Burnham-on-Sea, situated at the mouth of the River Parrett on Bridgwater Bay in Somerset, England, began as a humble fishing village until the late 18th century when its popularity as a seaside resort led to significant growth.
This coastal town is part of the Burnham-on-Sea and Highbridge parish, sharing a town council with the neighboring market town, Highbridge.
One of Burnham-on-Sea’s iconic features is its low lighthouse, a Grade-II listed building constructed in 1832, boasting a distinctive red and white striped exterior.

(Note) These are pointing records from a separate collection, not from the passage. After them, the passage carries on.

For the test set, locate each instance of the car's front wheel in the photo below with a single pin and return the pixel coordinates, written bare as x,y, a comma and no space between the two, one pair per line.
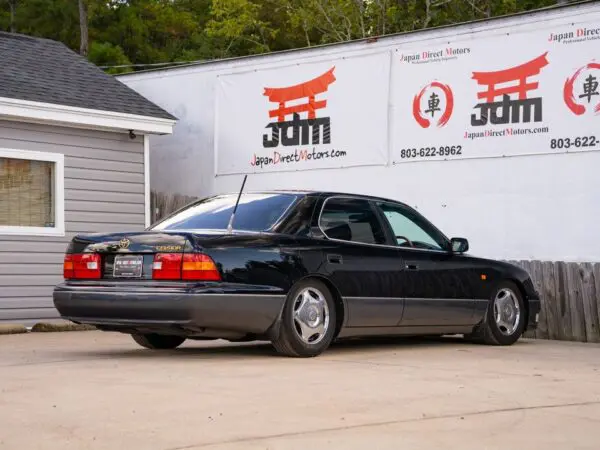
158,341
308,321
505,318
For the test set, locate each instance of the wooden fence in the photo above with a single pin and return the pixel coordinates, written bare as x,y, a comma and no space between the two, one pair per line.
570,295
570,291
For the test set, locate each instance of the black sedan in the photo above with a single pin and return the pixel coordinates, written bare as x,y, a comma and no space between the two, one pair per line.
299,269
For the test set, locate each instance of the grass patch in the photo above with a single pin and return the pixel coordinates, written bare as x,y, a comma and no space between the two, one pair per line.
47,327
8,328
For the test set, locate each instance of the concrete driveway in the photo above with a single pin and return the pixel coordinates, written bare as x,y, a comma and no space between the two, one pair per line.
94,390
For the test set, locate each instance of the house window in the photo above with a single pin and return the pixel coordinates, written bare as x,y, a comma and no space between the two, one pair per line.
31,193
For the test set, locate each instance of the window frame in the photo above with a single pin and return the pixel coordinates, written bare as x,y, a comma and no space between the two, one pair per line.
384,224
376,214
58,159
446,248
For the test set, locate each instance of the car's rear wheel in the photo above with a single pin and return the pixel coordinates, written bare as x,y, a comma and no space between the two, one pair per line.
308,321
158,341
505,318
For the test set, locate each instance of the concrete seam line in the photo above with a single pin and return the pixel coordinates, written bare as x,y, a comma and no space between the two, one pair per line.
385,423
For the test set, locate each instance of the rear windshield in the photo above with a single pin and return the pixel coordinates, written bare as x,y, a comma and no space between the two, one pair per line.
255,212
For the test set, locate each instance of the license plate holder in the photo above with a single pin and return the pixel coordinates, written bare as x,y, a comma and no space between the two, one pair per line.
128,266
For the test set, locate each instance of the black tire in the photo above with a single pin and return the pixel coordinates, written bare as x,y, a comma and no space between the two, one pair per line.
289,342
158,341
488,331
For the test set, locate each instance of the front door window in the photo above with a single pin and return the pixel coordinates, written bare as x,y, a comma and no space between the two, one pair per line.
411,230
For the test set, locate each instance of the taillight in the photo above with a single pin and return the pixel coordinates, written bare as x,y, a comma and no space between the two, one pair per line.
197,266
83,266
167,266
188,266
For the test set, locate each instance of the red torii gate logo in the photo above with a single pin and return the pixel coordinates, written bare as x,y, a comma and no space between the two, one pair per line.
509,110
299,127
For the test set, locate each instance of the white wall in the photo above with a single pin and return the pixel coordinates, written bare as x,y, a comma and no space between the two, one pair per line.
523,207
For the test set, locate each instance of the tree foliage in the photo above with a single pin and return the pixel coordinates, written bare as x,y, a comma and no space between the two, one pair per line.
123,32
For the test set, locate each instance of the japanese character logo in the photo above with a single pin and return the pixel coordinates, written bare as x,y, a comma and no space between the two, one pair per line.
588,93
301,129
434,92
514,81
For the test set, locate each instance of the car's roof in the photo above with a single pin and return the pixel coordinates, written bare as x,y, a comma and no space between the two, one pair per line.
317,193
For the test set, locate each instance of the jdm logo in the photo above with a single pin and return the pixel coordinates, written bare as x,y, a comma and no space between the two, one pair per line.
299,131
515,81
586,79
434,93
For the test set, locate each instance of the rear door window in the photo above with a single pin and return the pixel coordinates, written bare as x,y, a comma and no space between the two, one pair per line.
351,219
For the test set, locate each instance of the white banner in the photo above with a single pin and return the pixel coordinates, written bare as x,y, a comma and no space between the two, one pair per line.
516,93
329,114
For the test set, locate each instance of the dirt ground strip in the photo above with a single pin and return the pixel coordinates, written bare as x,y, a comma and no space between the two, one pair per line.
94,390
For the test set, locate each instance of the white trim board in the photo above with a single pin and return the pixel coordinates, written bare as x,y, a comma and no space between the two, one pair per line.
147,180
59,193
70,116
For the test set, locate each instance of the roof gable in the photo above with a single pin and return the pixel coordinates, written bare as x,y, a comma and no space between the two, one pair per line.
45,71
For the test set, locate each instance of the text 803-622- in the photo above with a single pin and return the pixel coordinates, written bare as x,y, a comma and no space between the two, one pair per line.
430,152
575,142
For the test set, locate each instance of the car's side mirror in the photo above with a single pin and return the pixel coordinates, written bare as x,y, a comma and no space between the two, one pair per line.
459,245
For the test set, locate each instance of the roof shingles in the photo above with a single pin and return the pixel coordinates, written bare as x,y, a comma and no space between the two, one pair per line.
42,70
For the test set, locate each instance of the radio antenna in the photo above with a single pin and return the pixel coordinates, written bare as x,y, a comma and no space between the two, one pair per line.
230,225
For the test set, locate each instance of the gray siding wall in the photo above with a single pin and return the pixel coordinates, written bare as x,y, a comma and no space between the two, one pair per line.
104,191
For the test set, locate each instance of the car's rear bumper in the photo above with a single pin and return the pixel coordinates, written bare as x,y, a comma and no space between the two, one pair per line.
177,309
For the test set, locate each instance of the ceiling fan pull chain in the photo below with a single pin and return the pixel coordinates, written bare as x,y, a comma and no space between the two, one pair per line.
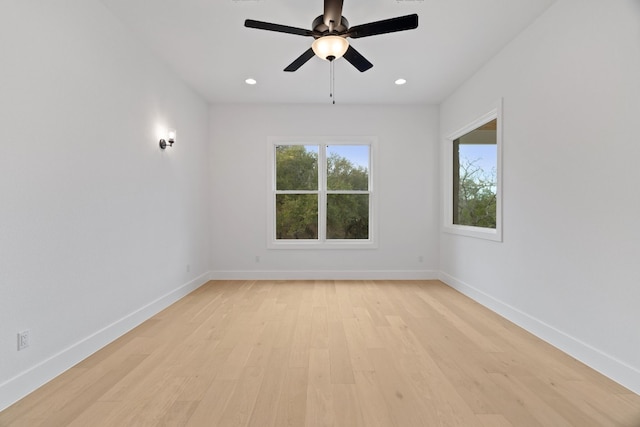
333,81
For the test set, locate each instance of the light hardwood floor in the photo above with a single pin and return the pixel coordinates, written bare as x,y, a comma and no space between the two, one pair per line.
323,353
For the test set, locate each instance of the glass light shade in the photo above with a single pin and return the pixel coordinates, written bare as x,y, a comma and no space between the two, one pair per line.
328,46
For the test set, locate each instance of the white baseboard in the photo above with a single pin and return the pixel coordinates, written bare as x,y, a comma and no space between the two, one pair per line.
617,370
27,381
326,275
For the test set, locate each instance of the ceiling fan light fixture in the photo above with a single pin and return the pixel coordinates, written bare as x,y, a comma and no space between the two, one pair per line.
330,47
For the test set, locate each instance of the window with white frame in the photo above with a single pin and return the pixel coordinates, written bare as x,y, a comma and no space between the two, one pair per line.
321,194
473,164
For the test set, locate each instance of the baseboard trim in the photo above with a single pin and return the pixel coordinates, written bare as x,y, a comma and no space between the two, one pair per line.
326,275
27,381
617,370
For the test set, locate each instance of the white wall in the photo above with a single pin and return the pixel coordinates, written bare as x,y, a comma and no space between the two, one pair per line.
97,224
568,267
407,175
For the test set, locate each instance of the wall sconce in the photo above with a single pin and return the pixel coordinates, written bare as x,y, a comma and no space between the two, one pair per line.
171,138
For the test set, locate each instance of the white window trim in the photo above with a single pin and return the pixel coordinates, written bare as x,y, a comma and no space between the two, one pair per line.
494,234
322,242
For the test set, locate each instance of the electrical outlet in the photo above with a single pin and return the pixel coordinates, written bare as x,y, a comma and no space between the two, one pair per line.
24,339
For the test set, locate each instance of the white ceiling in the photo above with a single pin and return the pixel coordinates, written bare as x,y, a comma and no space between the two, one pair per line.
206,43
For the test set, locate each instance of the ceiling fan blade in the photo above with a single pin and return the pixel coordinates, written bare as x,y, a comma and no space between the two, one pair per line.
260,25
401,23
332,12
300,61
357,60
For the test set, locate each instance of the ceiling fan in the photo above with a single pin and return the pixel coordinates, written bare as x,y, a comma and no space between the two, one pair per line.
330,32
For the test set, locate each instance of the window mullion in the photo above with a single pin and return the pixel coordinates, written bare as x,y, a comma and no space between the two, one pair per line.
322,193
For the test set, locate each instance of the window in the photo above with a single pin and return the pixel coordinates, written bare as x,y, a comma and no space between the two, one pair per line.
473,205
321,194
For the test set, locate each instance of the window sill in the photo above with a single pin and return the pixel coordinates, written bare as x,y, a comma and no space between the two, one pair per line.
317,245
477,232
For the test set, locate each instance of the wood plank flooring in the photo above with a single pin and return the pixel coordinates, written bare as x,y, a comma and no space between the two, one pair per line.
327,353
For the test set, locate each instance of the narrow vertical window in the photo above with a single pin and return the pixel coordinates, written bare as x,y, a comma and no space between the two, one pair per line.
473,170
475,184
296,192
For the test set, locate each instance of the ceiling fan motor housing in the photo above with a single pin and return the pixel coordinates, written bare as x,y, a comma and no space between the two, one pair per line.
319,25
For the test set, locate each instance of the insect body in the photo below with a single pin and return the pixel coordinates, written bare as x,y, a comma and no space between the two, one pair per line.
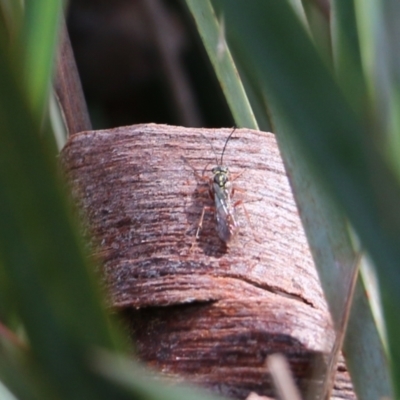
221,190
225,213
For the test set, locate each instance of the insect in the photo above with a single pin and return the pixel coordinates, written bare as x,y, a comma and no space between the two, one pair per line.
221,190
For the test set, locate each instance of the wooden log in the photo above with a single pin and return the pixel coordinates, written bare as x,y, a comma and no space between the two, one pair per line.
200,310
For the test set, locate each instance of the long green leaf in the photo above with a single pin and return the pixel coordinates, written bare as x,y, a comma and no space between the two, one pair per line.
42,257
39,40
278,53
213,35
379,34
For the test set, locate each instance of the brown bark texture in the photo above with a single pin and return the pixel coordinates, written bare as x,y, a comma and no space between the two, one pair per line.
199,310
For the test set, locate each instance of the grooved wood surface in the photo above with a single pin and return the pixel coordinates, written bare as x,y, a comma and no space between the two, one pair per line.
199,310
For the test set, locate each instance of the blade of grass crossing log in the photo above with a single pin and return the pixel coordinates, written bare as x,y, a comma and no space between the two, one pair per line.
277,51
379,34
213,35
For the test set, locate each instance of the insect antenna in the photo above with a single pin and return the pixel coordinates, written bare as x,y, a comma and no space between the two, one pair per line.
226,142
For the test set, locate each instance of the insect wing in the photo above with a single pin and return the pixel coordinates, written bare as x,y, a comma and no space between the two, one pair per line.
227,225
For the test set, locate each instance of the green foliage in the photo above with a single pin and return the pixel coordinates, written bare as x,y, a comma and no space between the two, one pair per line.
308,72
330,91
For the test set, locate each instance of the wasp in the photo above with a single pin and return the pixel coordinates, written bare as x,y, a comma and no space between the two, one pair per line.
221,190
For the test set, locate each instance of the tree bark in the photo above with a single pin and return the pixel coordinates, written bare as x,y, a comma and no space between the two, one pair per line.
199,310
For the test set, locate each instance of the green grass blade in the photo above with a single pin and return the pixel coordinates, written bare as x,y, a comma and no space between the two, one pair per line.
379,34
277,51
212,33
39,40
318,22
42,258
347,56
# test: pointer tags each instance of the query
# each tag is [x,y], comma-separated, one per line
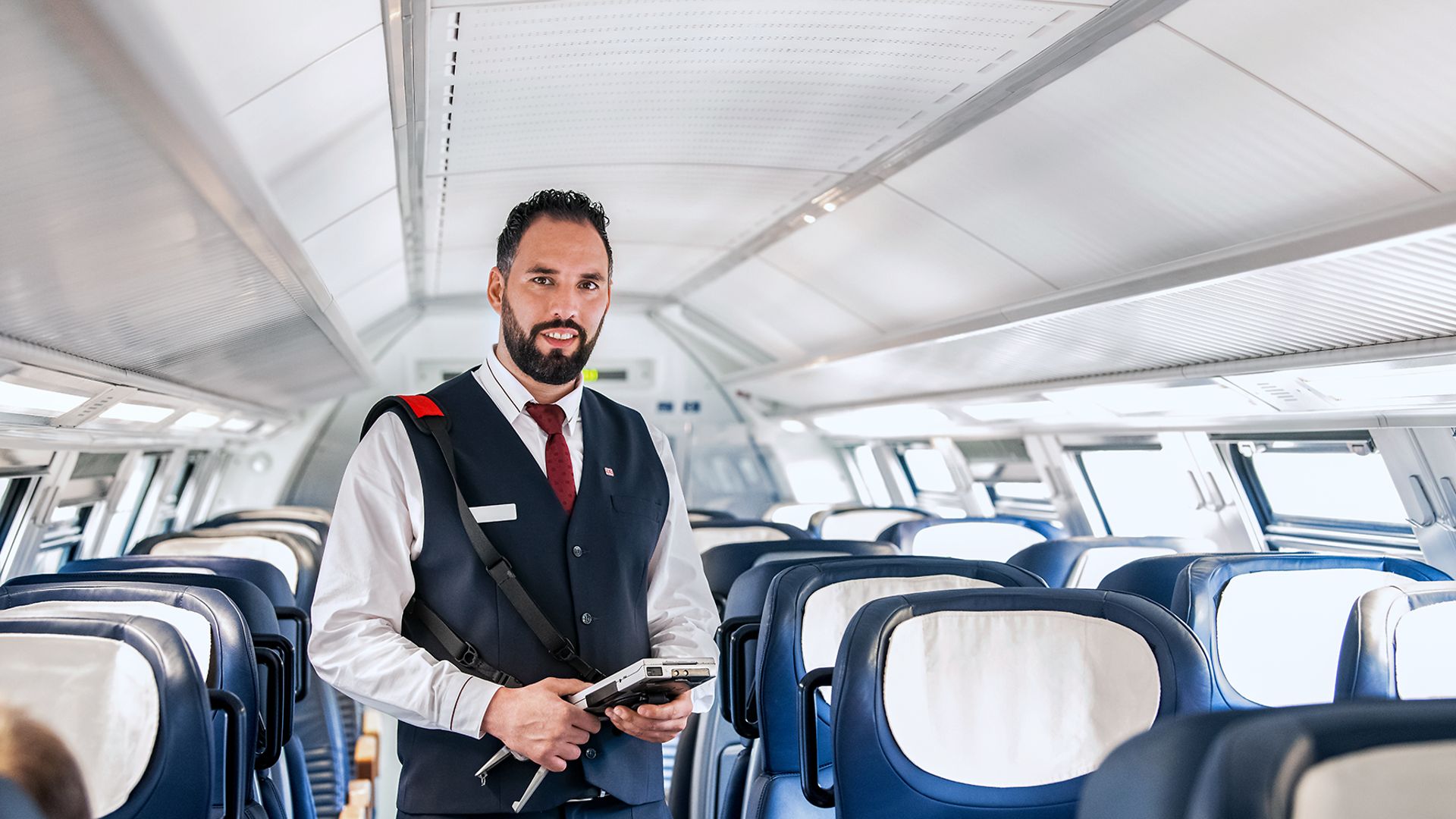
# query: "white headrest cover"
[1017,698]
[255,547]
[98,695]
[194,629]
[1426,653]
[862,523]
[286,526]
[1410,780]
[1279,632]
[1095,564]
[710,537]
[829,610]
[974,539]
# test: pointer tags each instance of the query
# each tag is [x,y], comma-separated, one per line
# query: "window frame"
[1294,532]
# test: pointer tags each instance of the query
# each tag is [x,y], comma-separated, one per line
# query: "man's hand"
[536,723]
[654,723]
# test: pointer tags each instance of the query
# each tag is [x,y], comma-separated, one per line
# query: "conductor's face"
[554,299]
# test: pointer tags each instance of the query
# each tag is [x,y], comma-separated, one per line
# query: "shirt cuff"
[468,711]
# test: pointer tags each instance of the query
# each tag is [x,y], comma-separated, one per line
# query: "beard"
[554,366]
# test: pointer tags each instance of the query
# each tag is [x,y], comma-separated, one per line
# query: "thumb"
[564,687]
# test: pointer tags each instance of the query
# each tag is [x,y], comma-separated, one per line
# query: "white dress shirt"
[366,577]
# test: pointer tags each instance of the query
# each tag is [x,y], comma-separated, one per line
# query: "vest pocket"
[639,506]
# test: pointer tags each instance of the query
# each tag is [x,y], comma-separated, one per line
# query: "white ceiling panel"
[359,245]
[1152,152]
[899,265]
[651,205]
[1381,71]
[781,315]
[376,297]
[240,50]
[1405,290]
[799,83]
[302,117]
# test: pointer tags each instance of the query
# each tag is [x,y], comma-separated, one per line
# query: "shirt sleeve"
[366,580]
[682,617]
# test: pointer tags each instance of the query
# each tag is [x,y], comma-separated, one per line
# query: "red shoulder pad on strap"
[422,406]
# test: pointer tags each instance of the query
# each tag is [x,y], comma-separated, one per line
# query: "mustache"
[558,324]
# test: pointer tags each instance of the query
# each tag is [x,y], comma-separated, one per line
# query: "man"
[580,494]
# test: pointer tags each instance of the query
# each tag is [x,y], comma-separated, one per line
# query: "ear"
[495,290]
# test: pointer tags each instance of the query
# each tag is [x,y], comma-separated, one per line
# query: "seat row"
[1036,686]
[209,630]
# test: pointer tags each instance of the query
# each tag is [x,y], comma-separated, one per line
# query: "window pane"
[928,471]
[1142,491]
[1334,485]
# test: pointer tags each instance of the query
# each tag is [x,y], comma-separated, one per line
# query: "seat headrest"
[726,563]
[976,538]
[1398,645]
[1082,563]
[710,534]
[1266,651]
[810,604]
[861,522]
[1036,686]
[136,678]
[261,575]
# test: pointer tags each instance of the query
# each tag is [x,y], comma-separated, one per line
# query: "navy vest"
[585,572]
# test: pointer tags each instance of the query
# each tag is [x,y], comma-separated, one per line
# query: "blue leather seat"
[290,554]
[137,678]
[862,522]
[206,617]
[1397,645]
[1084,563]
[1327,761]
[973,538]
[15,803]
[710,534]
[996,703]
[726,563]
[1273,623]
[1152,577]
[805,613]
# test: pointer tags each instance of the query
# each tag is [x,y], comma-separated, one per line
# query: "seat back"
[1400,645]
[126,695]
[1082,563]
[710,534]
[794,513]
[971,538]
[861,522]
[805,614]
[206,618]
[1034,686]
[1341,761]
[1273,623]
[289,554]
[726,563]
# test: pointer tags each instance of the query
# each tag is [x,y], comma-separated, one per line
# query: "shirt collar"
[511,395]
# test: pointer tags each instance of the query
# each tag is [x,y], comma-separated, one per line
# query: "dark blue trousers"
[596,809]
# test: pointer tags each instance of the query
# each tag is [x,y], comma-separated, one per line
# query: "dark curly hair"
[565,206]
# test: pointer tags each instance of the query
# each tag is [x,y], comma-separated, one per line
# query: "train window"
[928,469]
[1323,496]
[1141,491]
[121,532]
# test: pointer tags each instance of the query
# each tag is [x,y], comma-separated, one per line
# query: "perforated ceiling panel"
[114,257]
[714,115]
[1397,292]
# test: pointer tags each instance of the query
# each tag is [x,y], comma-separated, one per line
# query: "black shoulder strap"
[431,420]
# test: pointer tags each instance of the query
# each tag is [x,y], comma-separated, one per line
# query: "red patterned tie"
[558,455]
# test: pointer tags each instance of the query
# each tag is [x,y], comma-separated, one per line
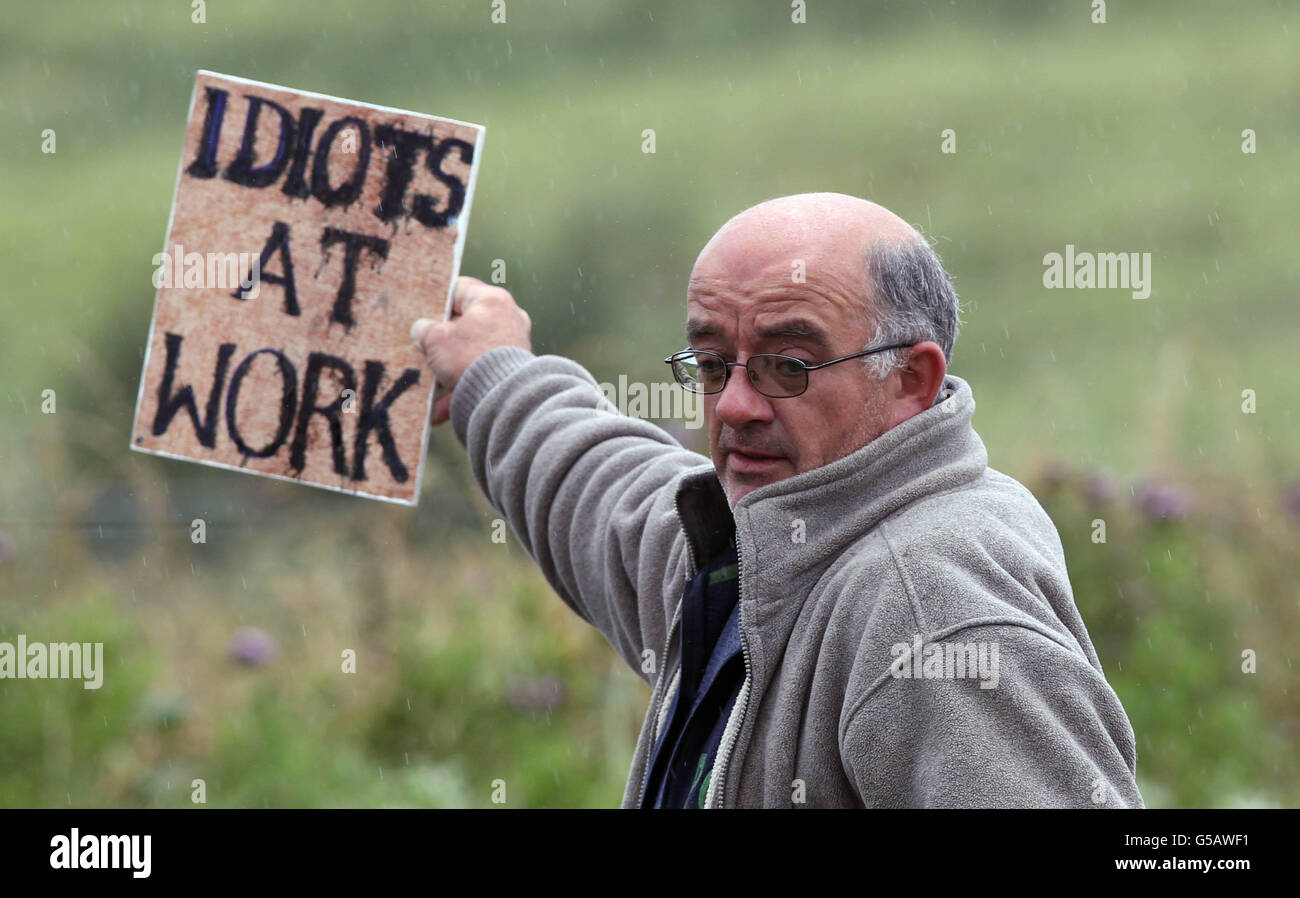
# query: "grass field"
[1123,137]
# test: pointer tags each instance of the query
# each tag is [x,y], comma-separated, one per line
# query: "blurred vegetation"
[1123,137]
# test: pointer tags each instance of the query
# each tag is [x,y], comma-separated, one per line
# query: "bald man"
[843,607]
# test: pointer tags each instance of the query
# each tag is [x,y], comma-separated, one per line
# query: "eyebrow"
[798,328]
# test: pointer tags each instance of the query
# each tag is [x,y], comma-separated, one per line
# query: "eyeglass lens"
[770,374]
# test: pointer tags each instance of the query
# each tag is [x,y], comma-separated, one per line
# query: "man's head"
[817,277]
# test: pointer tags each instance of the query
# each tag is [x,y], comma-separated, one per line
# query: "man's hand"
[482,317]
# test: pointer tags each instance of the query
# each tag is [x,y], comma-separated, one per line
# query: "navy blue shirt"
[713,671]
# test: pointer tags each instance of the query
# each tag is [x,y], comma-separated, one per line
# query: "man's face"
[744,299]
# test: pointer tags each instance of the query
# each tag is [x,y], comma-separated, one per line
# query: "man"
[846,607]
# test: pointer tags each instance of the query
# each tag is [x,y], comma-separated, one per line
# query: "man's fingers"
[441,410]
[466,286]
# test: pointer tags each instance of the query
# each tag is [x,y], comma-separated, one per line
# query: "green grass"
[1123,137]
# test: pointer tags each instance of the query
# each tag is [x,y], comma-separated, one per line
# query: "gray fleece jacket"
[909,633]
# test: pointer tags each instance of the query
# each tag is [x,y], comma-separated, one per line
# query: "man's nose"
[740,403]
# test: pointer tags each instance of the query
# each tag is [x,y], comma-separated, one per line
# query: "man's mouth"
[752,461]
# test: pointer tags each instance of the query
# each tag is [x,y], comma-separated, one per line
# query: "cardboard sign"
[307,234]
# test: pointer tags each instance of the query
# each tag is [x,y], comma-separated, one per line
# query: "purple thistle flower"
[1164,502]
[252,647]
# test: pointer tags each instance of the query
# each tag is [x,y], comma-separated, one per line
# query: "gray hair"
[911,300]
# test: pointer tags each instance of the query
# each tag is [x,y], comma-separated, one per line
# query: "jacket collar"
[832,506]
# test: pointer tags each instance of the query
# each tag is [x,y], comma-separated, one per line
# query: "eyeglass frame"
[774,355]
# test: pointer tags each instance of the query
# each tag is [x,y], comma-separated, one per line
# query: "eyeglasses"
[774,376]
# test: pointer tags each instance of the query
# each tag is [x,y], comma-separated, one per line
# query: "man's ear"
[919,380]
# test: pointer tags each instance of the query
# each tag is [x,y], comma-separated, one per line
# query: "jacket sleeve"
[1049,733]
[588,491]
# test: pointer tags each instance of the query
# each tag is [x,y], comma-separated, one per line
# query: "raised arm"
[589,493]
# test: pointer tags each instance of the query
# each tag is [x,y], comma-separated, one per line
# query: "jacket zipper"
[731,734]
[655,699]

Situated on the boundary of the Somerset Levels, where they meet the Bristol Channel, Burnham-on-Sea has a history marked by land reclamation and coastal defenses dating back to Roman times.
The town suffered significant impacts from the Bristol Channel floods of 1607, leading to the construction of the present curved concrete wall in 1988. The area’s waters, particularly the Gore Sands just offshore, have witnessed numerous shipwrecks, often exposed during low tides. Consequently, lighthouses are prominent landmarks in the town.
The Round Tower, the original lighthouse, replaced the light atop St Andrews Church’s 14th-century tower. Subsequently, the 110-foot (34-meter) High Lighthouse and the wooden-pile Lighthouse on legs were erected on the beach. In 1836, Burnham-on-Sea received its first lifeboat, courtesy of the Corporation of Bridgwater.